Couchbase kafka-connector replays a subset of DCPEvents upon restart




I am seeing some behaviour with the kafka-connector that i am not expecting and wondering if someone can shed some light on it.

I am using the default of zookeeper for state storage and i can see that state is being stored and retrieved/re-initiated correctly. However, upon restarting the connector I see a subset of events get replayed.

I managed to track a document to a specific partition and can see that a change to the document incurs a correct increase in the sequence number that is stored in zookeeper, and can see that partition, with correct sequence number, loaded when the bridge restarts. However that key was being replayed and sent again on to kafka on every subsequent restart. Having left it overnight a restart does not trigger it to be replayed anymore.
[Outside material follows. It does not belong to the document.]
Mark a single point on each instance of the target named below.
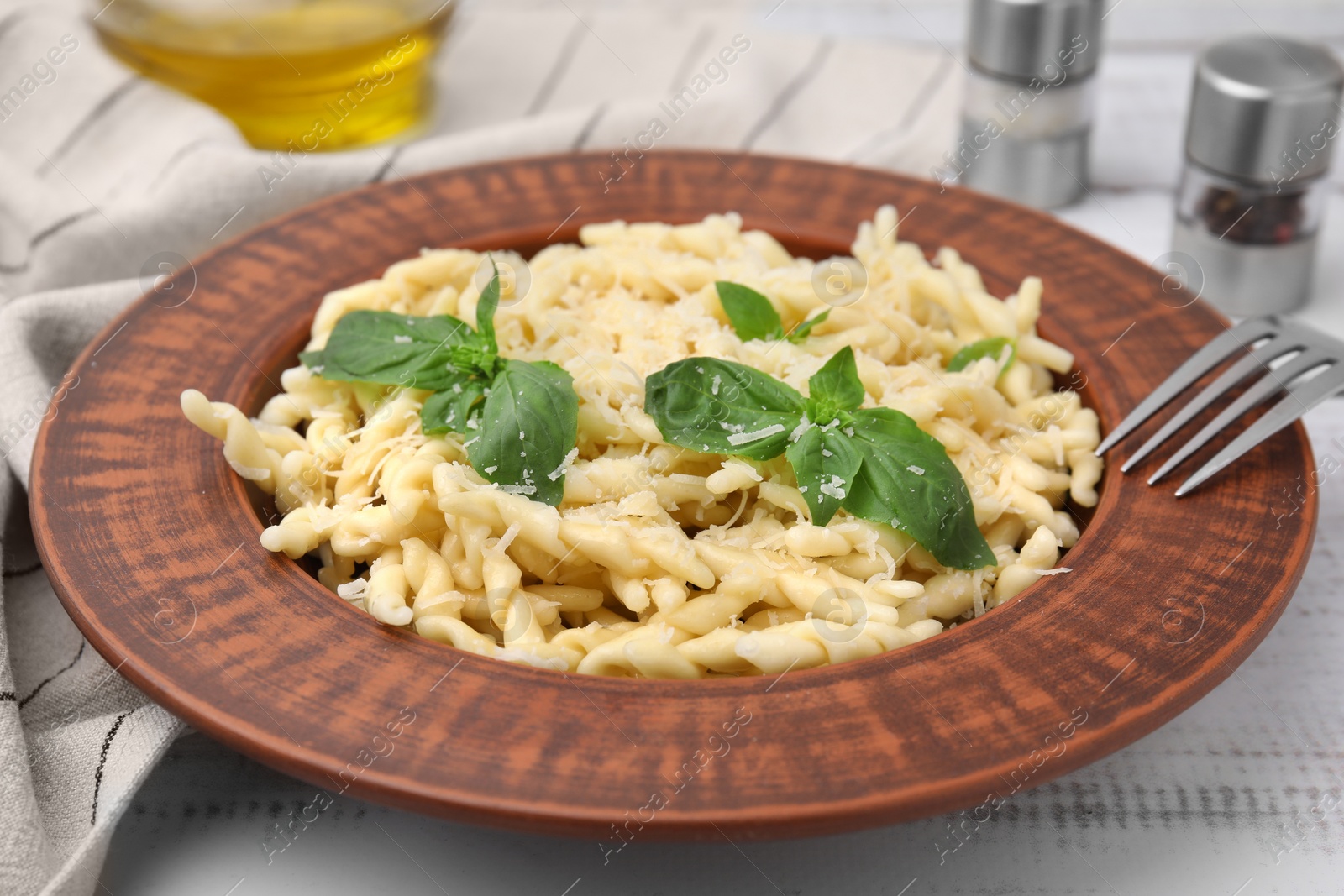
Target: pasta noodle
(663, 562)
It therefore appears that some subset of DCPEvents always get replayed and perhaps there is always a minimum number of changes or that everything within a given timespan is re-triggered when a subscription is restarted? I don’t know whether this is expected behaviour - perhaps until document changes have been flushed to disk they are replayed to avoid missing them or something?
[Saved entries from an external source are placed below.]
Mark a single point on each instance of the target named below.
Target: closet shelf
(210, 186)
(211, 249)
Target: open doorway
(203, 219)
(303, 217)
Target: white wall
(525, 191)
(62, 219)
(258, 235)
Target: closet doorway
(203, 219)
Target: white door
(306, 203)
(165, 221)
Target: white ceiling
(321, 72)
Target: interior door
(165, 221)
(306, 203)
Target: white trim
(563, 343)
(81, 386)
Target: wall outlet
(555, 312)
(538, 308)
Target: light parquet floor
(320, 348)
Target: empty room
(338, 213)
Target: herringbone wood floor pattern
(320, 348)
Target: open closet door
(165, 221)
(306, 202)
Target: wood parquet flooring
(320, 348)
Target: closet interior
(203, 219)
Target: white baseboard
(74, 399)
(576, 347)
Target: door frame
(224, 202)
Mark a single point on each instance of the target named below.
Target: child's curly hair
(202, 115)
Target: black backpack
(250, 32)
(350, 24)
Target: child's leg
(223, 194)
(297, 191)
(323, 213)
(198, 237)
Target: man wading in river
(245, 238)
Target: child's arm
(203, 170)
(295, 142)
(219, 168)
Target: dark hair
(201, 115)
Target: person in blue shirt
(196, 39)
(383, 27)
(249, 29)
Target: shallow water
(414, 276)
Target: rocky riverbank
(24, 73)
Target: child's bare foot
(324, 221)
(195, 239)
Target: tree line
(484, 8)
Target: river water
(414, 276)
Does anyone have any idea what might be happening here?

I am using kafka-connector version 2.0.0, with core-io 1.2.6, and am seeing this with a single node cluster, running couchbase version 4.1.0-5005 Enterprise Edition (build-5005).



The interface DCP gives us is ‘at least once delivery’, so that may be what you’re seeing here. The items you’re seeing multiple times are part of the current open checkpoint. At least, I believe that’s what is happening. @avsej can probably shed more light on it.